Nick Clegg and Colin Eldridge
The battle for Liverpool’s most marginal electoral seat got dirty yesterday as the Labour Party attempted to question the business dealings of the Lib-Dem’s Wavertree candidate Colin Eldridge as Marc Waddington and Rob Merrick report
THE battle for the Wavertree Parliamentary seat has reached fever pitch as campaigners from all sides enter their final 48-hour push for victory.
Liberal Democrat leader Nick Clegg made his second and final visit to the key Liverpool marginal yesterday.
But he was forced to use the occasion to stave off criticism of his candidate Colin Eldridge, whose campaign has been rocked by revelations his former business collapsed owing the taxpayer £80,000.
Mr Clegg and his supporters were in jovial mood as they took part in a question and answer session at Wavertree’s Frontline Church.
But the leader’s arrival was disrupted by Labour and Conservative campaigners, who waved their respective banners and placards as Clegg made his way past the waiting TV cameras.

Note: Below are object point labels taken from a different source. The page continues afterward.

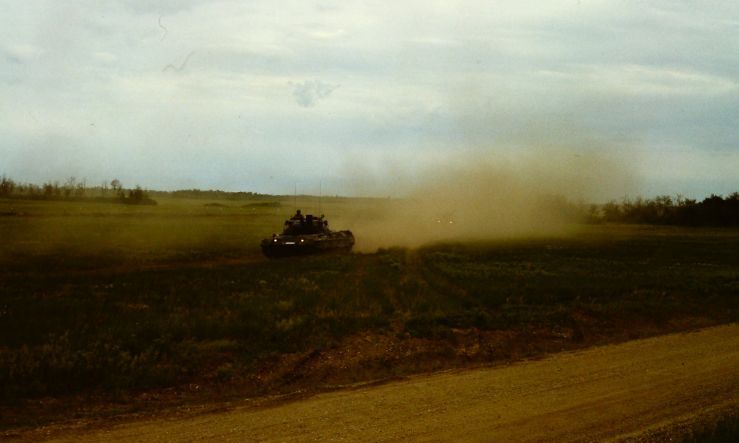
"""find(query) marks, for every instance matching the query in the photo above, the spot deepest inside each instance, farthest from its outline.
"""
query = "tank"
(306, 235)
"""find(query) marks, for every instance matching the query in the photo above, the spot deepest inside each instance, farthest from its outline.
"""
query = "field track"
(607, 393)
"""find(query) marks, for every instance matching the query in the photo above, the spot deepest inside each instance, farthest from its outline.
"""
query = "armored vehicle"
(303, 235)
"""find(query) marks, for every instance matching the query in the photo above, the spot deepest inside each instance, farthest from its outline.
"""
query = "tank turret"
(305, 235)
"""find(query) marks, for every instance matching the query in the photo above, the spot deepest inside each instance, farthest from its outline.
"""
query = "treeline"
(664, 210)
(210, 194)
(76, 190)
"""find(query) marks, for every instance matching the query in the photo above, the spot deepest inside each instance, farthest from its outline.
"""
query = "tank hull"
(288, 246)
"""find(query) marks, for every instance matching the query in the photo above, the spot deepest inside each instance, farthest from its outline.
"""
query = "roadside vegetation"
(126, 304)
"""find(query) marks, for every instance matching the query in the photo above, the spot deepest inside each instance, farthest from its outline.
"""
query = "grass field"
(123, 303)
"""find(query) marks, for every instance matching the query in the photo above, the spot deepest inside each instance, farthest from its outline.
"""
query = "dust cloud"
(485, 197)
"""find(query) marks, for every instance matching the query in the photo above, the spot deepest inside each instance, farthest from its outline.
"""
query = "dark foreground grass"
(81, 325)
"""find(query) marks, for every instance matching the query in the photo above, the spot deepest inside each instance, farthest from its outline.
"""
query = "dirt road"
(602, 394)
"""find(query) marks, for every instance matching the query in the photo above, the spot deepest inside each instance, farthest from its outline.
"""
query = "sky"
(359, 98)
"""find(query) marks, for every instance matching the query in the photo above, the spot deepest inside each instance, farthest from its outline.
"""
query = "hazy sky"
(263, 95)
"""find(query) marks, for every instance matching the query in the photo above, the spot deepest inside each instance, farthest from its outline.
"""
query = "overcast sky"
(263, 95)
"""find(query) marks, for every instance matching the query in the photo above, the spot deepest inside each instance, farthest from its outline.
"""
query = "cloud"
(310, 92)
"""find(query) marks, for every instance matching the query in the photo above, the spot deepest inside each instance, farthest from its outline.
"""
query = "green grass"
(109, 299)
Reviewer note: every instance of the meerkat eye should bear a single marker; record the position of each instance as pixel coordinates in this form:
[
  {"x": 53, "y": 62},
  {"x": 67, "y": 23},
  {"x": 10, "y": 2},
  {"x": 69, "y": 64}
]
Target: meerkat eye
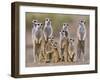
[
  {"x": 67, "y": 24},
  {"x": 41, "y": 24},
  {"x": 82, "y": 21},
  {"x": 34, "y": 21}
]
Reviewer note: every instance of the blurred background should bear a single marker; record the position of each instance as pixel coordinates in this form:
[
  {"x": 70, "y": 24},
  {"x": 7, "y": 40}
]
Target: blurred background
[{"x": 57, "y": 23}]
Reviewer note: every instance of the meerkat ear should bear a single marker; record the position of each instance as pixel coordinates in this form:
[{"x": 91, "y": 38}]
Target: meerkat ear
[
  {"x": 84, "y": 22},
  {"x": 67, "y": 24}
]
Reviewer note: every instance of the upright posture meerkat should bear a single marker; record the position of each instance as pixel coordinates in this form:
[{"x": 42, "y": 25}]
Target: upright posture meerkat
[
  {"x": 81, "y": 34},
  {"x": 37, "y": 37},
  {"x": 64, "y": 42},
  {"x": 48, "y": 31},
  {"x": 71, "y": 52},
  {"x": 55, "y": 53}
]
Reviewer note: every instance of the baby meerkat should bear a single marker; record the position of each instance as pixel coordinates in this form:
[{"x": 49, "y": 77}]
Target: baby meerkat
[
  {"x": 55, "y": 54},
  {"x": 71, "y": 52}
]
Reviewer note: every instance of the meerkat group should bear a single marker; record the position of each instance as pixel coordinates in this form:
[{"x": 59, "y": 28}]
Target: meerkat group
[{"x": 47, "y": 50}]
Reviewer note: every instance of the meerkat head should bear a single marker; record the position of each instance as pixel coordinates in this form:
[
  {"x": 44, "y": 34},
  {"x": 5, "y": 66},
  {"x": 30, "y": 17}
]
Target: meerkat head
[
  {"x": 55, "y": 45},
  {"x": 47, "y": 21},
  {"x": 38, "y": 26},
  {"x": 71, "y": 41},
  {"x": 34, "y": 22},
  {"x": 65, "y": 26},
  {"x": 82, "y": 22}
]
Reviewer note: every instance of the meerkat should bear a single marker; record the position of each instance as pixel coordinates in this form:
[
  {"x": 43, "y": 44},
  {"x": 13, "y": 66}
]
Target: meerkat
[
  {"x": 55, "y": 53},
  {"x": 65, "y": 29},
  {"x": 81, "y": 35},
  {"x": 47, "y": 31},
  {"x": 71, "y": 52},
  {"x": 37, "y": 41},
  {"x": 64, "y": 42}
]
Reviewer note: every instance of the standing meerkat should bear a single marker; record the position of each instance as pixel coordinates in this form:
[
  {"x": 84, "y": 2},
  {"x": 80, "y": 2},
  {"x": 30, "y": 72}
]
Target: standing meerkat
[
  {"x": 37, "y": 38},
  {"x": 71, "y": 52},
  {"x": 55, "y": 53},
  {"x": 81, "y": 35},
  {"x": 48, "y": 31},
  {"x": 64, "y": 42}
]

In an exclusive interview with the Daily Post, Nick Clegg gave an emphatic “yes” when asked if the Lib-Dems were about to snatch the seat from Labour. But the Labour campaign said the party was fighting hard and the vote was firming up.
Last night, rumours continued to abound that Gordon Brown may make an appearance in support of the Labour campaign.
Mr Clegg said: “It’s a classic constituency, which Labour feel they have a birthright to represent in Parliament.
“But they (the constituencies) don’t belong to the Labour party – they belong to the families in those communities.
“People want the fairness that Labour used to promise but has failed to deliver, and they know they are not going to get that from the Conservatives.
“It’s quite a wrench for people, who may have been voting Labour for generations, but they feel betrayed by Labour and they are happy that, in the Liberal Democrats, they have a real alternative.”
At the Frontline Church event, Mr Clegg took questions on immigration, health, the war in Afghanistan and the environment.
But the waiting press pack was keen to draw Mr Clegg on questions about the collapse of Cllr Eldridge’s former dry cleaning business which failed owing £80,000 to the taxman. The Wash and Press Centre owed £79,009 to Her Majesty’s Revenue and Customs just three weeks after he stood down as a director.
The Daily Post has seen documents showing that Cllr Eldridge did indeed sell the business in a private deal with his former girlfriend and business partner Christine Doyle before it was liquidated, as he claims.